Figure 7. m138 is capable to restrict CD8⁺ T-cell activation by downregulating ICOSL on the surface of antigen-presenting cells (APCs).

(A) C57BL/6-derived BMDCs were mock-infected or infected for 24 hr with MCMVwt or MCMVm138 mutants at an moi of 3 and analyzed by flow cytometry for surface expression of ICOSL and CD80 using specific mAbs against each of these molecules. Gray histograms represent the expression of mock-infected cells and colored histograms represent the expression of cells infected (positive for the MCMV m04 protein) with MCMVwt (yellow), MCMVΔm138 (pink), MCMVm138ΔIg2 (blue), or MCMVm138ΔIg2/3 (red). The isotype for each antibody was used as a negative control (black line histograms). Panels on the right represent the MFI of each sample minus the MFI of the control isotypes. Results are representative of two independent experiments (B) On the left, schematic representation of the in vitro antigen-presentation assay.
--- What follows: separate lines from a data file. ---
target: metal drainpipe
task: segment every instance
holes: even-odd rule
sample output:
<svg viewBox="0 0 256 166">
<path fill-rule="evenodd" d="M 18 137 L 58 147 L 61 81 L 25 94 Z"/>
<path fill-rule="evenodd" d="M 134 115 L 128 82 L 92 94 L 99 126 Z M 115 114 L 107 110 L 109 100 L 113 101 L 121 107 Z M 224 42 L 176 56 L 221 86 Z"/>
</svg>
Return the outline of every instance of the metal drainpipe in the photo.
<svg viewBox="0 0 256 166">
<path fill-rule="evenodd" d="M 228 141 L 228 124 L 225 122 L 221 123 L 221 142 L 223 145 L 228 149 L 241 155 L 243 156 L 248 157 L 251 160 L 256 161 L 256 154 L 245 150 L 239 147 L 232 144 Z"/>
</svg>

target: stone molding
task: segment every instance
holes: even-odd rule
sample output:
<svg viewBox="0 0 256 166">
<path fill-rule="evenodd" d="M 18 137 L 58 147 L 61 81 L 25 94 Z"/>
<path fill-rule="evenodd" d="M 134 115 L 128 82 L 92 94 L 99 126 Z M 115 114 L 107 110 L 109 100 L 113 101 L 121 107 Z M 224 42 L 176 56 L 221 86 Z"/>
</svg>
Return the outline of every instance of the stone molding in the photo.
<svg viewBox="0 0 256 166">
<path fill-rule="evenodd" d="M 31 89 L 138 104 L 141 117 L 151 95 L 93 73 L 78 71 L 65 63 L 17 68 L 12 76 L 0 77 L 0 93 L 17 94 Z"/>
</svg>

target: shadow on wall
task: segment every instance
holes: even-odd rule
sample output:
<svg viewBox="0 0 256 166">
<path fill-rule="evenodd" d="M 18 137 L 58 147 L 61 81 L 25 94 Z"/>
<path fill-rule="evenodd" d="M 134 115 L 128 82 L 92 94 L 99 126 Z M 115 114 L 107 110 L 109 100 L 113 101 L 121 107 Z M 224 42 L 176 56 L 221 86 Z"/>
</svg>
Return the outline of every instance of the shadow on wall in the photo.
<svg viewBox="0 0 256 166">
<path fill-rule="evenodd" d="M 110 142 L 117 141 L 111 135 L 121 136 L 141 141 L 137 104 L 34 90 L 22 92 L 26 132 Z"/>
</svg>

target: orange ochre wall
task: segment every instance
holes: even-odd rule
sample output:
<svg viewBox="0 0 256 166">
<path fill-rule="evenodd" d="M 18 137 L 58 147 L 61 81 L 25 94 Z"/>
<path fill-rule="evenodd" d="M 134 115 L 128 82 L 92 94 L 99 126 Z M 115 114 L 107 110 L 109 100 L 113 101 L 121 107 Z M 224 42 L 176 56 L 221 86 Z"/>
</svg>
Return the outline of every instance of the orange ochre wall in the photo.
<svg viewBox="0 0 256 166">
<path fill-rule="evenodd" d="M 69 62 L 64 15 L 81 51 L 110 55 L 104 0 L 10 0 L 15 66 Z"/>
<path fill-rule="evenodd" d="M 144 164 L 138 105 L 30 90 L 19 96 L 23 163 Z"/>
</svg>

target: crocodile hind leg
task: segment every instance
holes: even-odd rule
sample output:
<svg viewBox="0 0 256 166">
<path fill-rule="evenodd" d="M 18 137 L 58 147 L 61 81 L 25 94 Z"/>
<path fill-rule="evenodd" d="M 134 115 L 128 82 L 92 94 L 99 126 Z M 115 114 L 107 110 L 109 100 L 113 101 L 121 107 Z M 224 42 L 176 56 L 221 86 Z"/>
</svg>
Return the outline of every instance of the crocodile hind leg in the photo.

BMDCs infected as indicated in A with MCMVwt (yellow), MCMVΔm138 (pink), MCMVm138ΔIg2 (blue), or MCMVm138ΔIg2/3 (red), or left uninfected (gray) were further co-cultured with naïve CD8⁺ T cells from Maxi mice. After 6 hr, IFN-γ production by CD8⁺ T cells was determined by flow cytometry. Results are representative of three independent experiments. Results are expressed as the mean +/-SEM of the percentage values obtained for samples in each group.